In the early 1900s, a horrible disease known as Pellagra (which is a niacin deficiency) became epidemic in the South, particularly in the poorer regions. Originally it was thought that Pellagra was caused by some germ or toxin in corn, but that explanation didn’t make much sense given that corn had always been a staple in the Southern diet. Why was this strange disease becoming a problem all of a sudden? Because the traditional method of making grits involved soaking corn kernels in lime water (the mineral lime, not the citrus fruit) before grinding them. This simple step makes niacin nutritionally available in corn, and therefore Native Americans and early settlers could survive on a diet of corn without many ill side effects. In the early 20th century, with the advent of so many new farming and milling methods in the South, the traditional method of preparing corn, including the preparation of grits, was replaced by what was thought to be a more sensible and faster method of just grinding the corn without soaking it. The results were disastrous: by 1916 approximately 100,000 Southerners had developed Pellagra and many died for the simple reason that they dispensed with an old tradition that they didn’t understand. The Native Americans didn’t know anything about niacin or specifically why soaking the corn in lime was important, they had just learned (undoubtedly through trial and error) that this was a step that needed to be taken.
I am always suspicious whenever any individual or group dismisses tradition lightly. It is a particularly nasty side-effect of so much wonderful innovation: we fall into the habit of thinking that the new way of doing things is always the better way, and it simply isn’t. Believe it or not, people have been having good ideas for a very long time. In our desire for creativity and innovation, we often forget the importance of wisdom. Wisdom is knowledge that comes largely from time and experience. If creativity is a spark, then wisdom is a slow-burning ember. We need wisdom because it keeps us from having to learn every one of life’s lessons the hard way. Tradition is one way in which the wisdom of our ancestors is handed down, but we have fallen into the belief that we must understand a tradition in order for it to be of value to us. We did not understand the purpose of washing corn kernels in lime water before milling them, but that doesn’t mean that tradition had no value. By dispensing with the tradition we were forced to learn the hard way just how important it was.

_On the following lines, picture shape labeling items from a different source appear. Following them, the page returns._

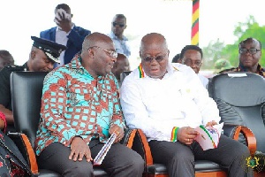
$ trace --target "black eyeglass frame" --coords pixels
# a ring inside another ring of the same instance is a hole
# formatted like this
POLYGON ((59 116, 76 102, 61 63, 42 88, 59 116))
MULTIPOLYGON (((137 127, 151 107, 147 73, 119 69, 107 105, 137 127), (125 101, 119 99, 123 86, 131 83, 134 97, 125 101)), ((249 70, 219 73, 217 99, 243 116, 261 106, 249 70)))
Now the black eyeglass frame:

If the Pellagra outbreak in the South can teach us anything, it should be the danger of modern arrogance. Modern arrogance is the idea that we have only really figured the world out in the last 60 years or so and that every idea, every tradition and every practice of previous generations should be regarded with suspicion or condescension. Modern arrogance teaches us that people in the past were superstitious, ignorant and backward and that we, in contrast, are more enlightened and more clever. It just isn’t so. Next time you look at a medieval cathedral remind yourself that this building was built without power tools and calculators. How many of our modern buildings do you think will still be around in 500 or 1000 years? I am all for progress and innovation, but it should be done with humility and respect paid to tradition. We forget that traditions have had to stand the test of time, which is usually a far more severe judge than we could ever be. Give traditional ideas and methods a chance and don’t easily dismiss them. We may not understand everything our ancestors did, but that is probably more a sign of our ignorance than theirs.